Human immunodeficiency virus-infected macrophages produce soluble factors that cause histological and neurochemical alterations in cultured human brains.
 We wanted to establish an in vitro human model for AIDS-associated dementia and pursue the hypothesis that this disease process may be a result of soluble factors produced by HIV-infected macrophages.
 Human brain aggregates were prepared from nine different brain specimens, and were treated with supernatants from in vitro HIV-infected macrophages (SI), uninfected macrophages (SU), infected T cells, or macrophage-conditioned media from four AIDS patients.
 Seven of nine treated brains exposed to SI showed peripheral rarefaction after 1 wk of incubation that by ultrastructural analysis showed cytoplasmic vacuolation.
 Aggregates from two of three brain cultures treated with SI for 3 wk became smaller, an approximately 50% decrease in size.
 The degree of apparent toxicity in brains exposed to patient-derived macrophage supernatants paralleled the proportion of macrophages found to be expressing HIV p24.

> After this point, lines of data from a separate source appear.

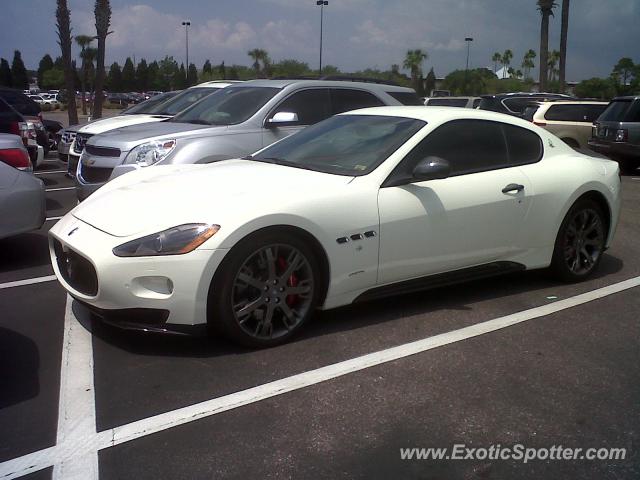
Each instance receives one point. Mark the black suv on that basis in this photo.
(515, 103)
(616, 133)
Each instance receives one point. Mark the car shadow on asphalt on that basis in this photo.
(343, 319)
(24, 251)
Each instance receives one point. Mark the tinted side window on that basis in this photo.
(468, 145)
(345, 99)
(311, 105)
(524, 145)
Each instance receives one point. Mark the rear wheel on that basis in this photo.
(266, 290)
(580, 242)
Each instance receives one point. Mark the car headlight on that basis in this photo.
(149, 153)
(174, 241)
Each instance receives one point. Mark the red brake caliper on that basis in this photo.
(292, 281)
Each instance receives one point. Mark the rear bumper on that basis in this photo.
(615, 149)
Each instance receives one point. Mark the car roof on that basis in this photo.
(283, 83)
(439, 114)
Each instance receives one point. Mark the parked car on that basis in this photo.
(515, 103)
(232, 123)
(362, 205)
(464, 102)
(13, 122)
(155, 113)
(571, 121)
(22, 196)
(616, 133)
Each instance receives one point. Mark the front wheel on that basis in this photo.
(580, 242)
(266, 290)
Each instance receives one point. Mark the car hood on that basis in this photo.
(106, 124)
(126, 138)
(153, 199)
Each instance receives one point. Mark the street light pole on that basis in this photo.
(466, 70)
(186, 33)
(322, 4)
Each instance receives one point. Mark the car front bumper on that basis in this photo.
(131, 289)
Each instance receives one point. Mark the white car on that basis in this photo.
(364, 204)
(177, 103)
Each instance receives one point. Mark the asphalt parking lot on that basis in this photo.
(520, 359)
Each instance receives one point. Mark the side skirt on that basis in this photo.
(441, 280)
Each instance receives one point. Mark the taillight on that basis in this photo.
(17, 158)
(622, 135)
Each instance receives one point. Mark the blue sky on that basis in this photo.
(357, 33)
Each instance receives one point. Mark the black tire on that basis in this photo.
(580, 242)
(246, 283)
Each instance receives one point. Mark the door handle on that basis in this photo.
(513, 187)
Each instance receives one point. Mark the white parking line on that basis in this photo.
(76, 407)
(59, 189)
(86, 445)
(48, 172)
(28, 281)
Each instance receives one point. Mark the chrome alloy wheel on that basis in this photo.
(583, 241)
(272, 291)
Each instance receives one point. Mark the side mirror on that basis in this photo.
(431, 168)
(282, 119)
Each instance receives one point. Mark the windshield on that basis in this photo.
(183, 101)
(229, 106)
(350, 145)
(147, 105)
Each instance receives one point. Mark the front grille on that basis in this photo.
(76, 270)
(103, 151)
(95, 174)
(81, 141)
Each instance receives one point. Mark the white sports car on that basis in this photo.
(364, 204)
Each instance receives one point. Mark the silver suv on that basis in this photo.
(233, 122)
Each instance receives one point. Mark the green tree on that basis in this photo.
(206, 68)
(527, 63)
(5, 73)
(102, 12)
(496, 59)
(63, 26)
(600, 88)
(128, 76)
(84, 41)
(114, 78)
(142, 76)
(19, 72)
(546, 10)
(260, 59)
(413, 62)
(564, 31)
(192, 75)
(46, 63)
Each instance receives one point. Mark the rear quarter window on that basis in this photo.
(524, 146)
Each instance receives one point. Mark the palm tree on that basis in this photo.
(63, 23)
(413, 62)
(552, 63)
(102, 12)
(83, 42)
(564, 28)
(506, 60)
(527, 62)
(546, 10)
(496, 59)
(259, 55)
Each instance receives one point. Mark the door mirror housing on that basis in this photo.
(282, 119)
(431, 168)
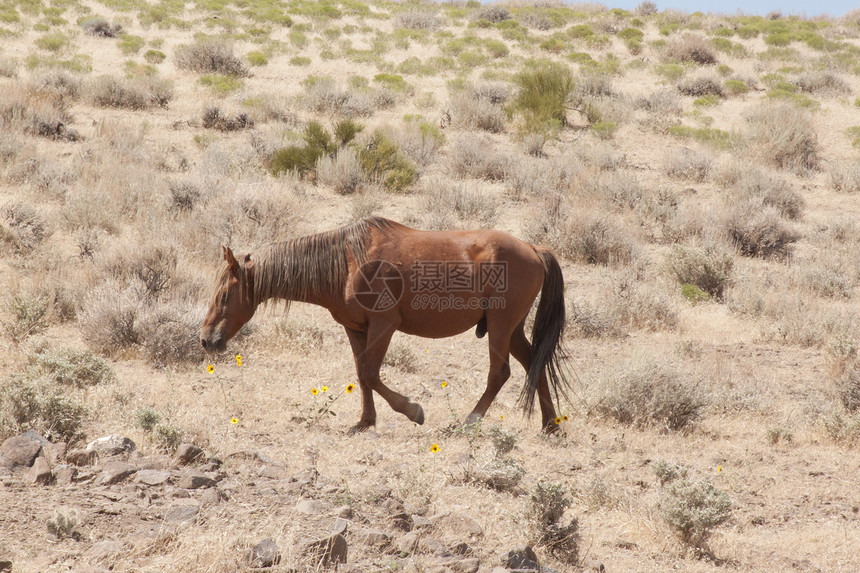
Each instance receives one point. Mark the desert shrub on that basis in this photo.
(73, 367)
(691, 48)
(708, 269)
(383, 161)
(445, 200)
(341, 171)
(473, 155)
(99, 26)
(137, 93)
(845, 176)
(823, 81)
(493, 14)
(644, 392)
(544, 511)
(30, 403)
(758, 231)
(701, 86)
(130, 44)
(693, 508)
(544, 94)
(470, 111)
(688, 164)
(772, 191)
(213, 118)
(782, 135)
(419, 140)
(418, 20)
(26, 316)
(22, 227)
(210, 56)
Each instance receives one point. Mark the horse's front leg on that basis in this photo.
(369, 351)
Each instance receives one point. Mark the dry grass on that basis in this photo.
(709, 251)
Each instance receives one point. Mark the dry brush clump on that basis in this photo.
(210, 56)
(645, 392)
(782, 135)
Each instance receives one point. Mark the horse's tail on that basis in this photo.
(547, 349)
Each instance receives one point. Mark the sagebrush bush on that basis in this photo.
(73, 367)
(546, 506)
(141, 92)
(99, 26)
(688, 164)
(710, 269)
(416, 19)
(693, 509)
(544, 94)
(473, 155)
(210, 56)
(342, 171)
(470, 111)
(691, 48)
(383, 162)
(644, 392)
(758, 230)
(30, 403)
(782, 135)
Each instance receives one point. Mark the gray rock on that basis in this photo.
(65, 475)
(264, 554)
(310, 507)
(372, 537)
(339, 526)
(19, 451)
(344, 511)
(188, 453)
(112, 445)
(460, 525)
(420, 522)
(152, 477)
(40, 473)
(115, 472)
(195, 480)
(210, 497)
(328, 551)
(180, 513)
(82, 457)
(522, 557)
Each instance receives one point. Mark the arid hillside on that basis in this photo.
(698, 176)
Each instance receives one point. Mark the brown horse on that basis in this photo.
(376, 276)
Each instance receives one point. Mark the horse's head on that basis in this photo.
(232, 302)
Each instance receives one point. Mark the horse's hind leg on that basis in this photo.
(521, 349)
(368, 349)
(500, 371)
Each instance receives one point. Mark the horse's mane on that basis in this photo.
(291, 270)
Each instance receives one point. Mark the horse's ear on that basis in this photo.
(231, 260)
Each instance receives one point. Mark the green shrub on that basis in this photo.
(154, 56)
(382, 161)
(709, 270)
(544, 94)
(130, 44)
(53, 42)
(546, 506)
(73, 367)
(257, 58)
(694, 509)
(27, 316)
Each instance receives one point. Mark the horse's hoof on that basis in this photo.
(417, 415)
(360, 427)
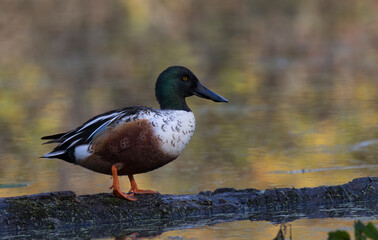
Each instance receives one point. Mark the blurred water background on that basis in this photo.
(300, 77)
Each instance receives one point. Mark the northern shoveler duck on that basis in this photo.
(136, 139)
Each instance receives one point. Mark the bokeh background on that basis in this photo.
(300, 76)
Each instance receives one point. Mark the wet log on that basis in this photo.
(52, 212)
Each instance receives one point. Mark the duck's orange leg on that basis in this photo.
(116, 190)
(134, 188)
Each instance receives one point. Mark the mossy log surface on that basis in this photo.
(66, 210)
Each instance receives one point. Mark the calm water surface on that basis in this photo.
(301, 80)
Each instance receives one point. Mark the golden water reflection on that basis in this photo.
(300, 76)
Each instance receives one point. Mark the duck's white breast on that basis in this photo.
(173, 129)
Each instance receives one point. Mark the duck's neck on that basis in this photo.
(173, 102)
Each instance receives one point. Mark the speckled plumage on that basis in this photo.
(136, 139)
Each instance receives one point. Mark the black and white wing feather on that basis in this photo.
(85, 133)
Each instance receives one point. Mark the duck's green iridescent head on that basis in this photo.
(176, 83)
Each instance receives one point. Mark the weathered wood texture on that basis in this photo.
(60, 210)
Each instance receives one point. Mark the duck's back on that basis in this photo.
(140, 138)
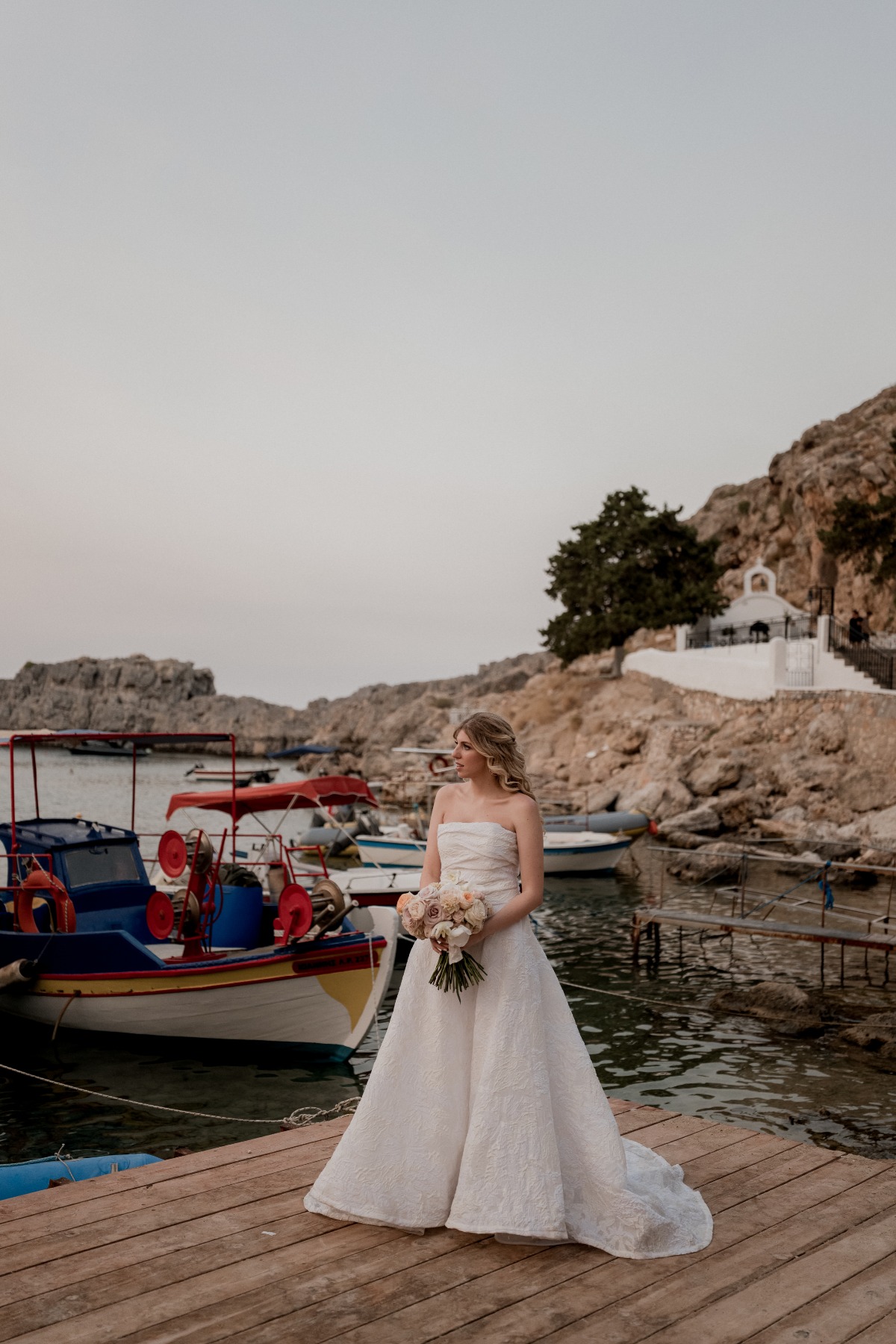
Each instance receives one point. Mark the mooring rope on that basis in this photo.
(640, 999)
(296, 1120)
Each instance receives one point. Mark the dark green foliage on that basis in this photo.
(867, 534)
(633, 566)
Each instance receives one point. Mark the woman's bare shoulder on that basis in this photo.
(444, 797)
(526, 811)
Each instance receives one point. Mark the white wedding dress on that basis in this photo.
(487, 1115)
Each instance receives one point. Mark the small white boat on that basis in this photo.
(582, 851)
(376, 886)
(243, 776)
(320, 998)
(573, 851)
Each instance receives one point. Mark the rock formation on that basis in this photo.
(775, 517)
(803, 764)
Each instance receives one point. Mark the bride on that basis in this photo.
(485, 1115)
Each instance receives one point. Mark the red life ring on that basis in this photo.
(294, 914)
(160, 915)
(40, 880)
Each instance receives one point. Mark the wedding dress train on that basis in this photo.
(487, 1115)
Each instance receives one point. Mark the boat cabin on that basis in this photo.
(100, 867)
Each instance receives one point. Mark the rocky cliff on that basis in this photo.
(777, 517)
(805, 764)
(137, 694)
(802, 764)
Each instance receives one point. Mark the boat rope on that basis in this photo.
(640, 999)
(58, 1157)
(376, 1015)
(296, 1120)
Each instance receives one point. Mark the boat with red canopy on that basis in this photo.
(87, 937)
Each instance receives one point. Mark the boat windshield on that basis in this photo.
(101, 863)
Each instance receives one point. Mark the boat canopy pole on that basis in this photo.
(13, 794)
(34, 776)
(233, 793)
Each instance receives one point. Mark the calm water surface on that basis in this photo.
(662, 1043)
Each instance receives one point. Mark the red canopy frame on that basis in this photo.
(321, 792)
(63, 737)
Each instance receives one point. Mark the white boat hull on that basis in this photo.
(328, 1012)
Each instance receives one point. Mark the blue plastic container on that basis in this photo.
(25, 1177)
(238, 917)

 Ultrastructural abnormalities were not observed in brains treated with supernatants from HIV-infected T cells, uninfected macrophages, or LPS-activated macrophages.
 Levels of five neurotransmitter amino acids were decreased in comparison to the structural amino acid leucine.
 These findings suggest that HIV-infected macrophages, infected both in vitro as well as derived from AIDS patients' peripheral blood, produce factors that cause reproducible histochemical, ultrastructural, and functional abnormalities in human brain aggregates.